Considering a single railway station, there are four possible types of train:

  • Origin: the train originates at the controlled station. It is initially at a platform p, and it is required to leave the controlled station via a specified exit point.

  • Destination: the controlled station is the final destination of the train. The train is expected to reach the destination at time \(t_a\) via a given entry point, and is required to reach a platform to end its trip.

  • Transit: the train is moving through the controlled station without making a stop. The train is expected to reach the destination at time \(t_a\) via a given entry point, and is required to reach a specified exit point without stopping at a platform.

  • Stop: the train is making an intermediate stop at the controlled station. The train is expected to reach the destination at time \(t_a\) via a given entry point, and is required to reach a specified exit point after a stop at a platform for embarking/disembarking passengers.

The sequence of itineraries \(R_t = (i_1, i_2, ..., i_n)\), with \(i_k \in I\), which the train t will run across have to be connected in the graph G.

A timetable is the schedule that includes information about when trains should arrive at the controlled station, when they arrive at a platform, and the time when they leave a platform.

We are now in the position to define the in-station train dispatching problem as follows: Given a railway station \(\mathscr {S}\), a set of trains T and their current position within the station or their time of arrival at the controlled station, find a route for every train that allows to respect the provided timetable, as much as possible.

3 Description of the Framework

Fig. 2.
figure 2

Architecture of the proposed framework.

The architecture of the proposed framework is shown in Fig. 2. An instance can be defined using a provided interface, allowing a human operator to specify the trains that need to be controlled, their type (i.e., Origin, Destination, Transit or Stop) and the expected arrival/departure times, together with all the features needed to cluster the historical tracks’ travel times (as explained in Sect. 3.1). The prepocessor generates a PDDL+ problem instance, that can then be parsed and reasoned upon by a dedicated optimised planning engine, by relying also on information about the structure of the controlled station, timetables, and historical data. The preprocessor uses the morphology of the station to compute all the possible routes that a train can move through in order to reduce the combinations that a plan may follow.

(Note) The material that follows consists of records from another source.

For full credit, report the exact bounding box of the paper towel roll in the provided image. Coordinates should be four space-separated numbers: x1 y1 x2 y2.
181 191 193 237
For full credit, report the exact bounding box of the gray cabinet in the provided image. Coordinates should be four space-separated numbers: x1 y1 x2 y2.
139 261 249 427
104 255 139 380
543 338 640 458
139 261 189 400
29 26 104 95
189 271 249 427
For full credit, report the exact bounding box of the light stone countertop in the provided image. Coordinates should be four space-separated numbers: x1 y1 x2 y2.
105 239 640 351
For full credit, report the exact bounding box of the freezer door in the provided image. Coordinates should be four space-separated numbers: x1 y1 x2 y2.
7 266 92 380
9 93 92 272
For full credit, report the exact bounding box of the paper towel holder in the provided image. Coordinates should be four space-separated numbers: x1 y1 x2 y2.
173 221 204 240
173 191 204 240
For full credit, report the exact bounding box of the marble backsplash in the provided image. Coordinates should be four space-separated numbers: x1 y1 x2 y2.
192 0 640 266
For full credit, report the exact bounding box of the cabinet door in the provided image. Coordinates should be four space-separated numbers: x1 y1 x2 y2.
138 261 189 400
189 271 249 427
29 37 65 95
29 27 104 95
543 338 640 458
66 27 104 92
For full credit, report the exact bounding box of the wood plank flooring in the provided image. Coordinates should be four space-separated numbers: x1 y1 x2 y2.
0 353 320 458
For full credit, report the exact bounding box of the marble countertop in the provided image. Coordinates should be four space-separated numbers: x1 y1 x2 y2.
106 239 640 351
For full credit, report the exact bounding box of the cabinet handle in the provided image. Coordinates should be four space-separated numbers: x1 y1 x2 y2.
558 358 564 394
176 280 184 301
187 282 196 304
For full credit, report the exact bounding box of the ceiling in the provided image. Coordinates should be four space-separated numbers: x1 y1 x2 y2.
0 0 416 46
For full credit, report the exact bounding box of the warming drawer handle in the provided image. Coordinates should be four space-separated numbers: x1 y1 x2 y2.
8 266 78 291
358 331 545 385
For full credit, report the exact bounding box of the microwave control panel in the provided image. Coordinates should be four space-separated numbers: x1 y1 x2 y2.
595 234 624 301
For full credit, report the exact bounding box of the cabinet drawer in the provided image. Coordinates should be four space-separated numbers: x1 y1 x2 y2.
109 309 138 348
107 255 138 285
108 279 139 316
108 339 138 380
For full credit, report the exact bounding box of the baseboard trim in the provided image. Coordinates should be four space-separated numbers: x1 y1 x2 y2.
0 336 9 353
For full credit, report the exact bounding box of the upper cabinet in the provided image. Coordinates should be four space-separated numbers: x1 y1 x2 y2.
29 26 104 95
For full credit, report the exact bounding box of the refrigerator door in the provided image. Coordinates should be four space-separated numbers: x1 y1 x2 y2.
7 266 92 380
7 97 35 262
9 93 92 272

The optimised planning engine is based on the well-known ENHSP [15, 16] system, enhanced with domain-specific optimisations to improve performance on in-station train dispatching instances. Finally, the generated plans can be graphically shown by a visualisation tool, that aims at supporting a human operator in checking and simulating the planned movements of trains inside the station.

3.1 Preprocessor

The preprocessor is in charge of translating a given problem instance into a PDDL+ problem instance, so that it can be solved by a PDDL+ planning engine. We can define a PDDL+ problem model as a t-uple \(\langle I, G, A, O \rangle \). I is a description of the initial state, that characterises the initial state of the world. G is the list of goals that must be achieved. A is the set of actions, events, and processes that are used to model the evolution of the world. Actions are under the control of the planning engine, while events and processes are exogenous and are triggered automatically when the corresponding preconditions are met. Processes are used to model continuous changes, while events are instantaneous changes of the state of the world. Finally, O is the list of objects involved in the problem.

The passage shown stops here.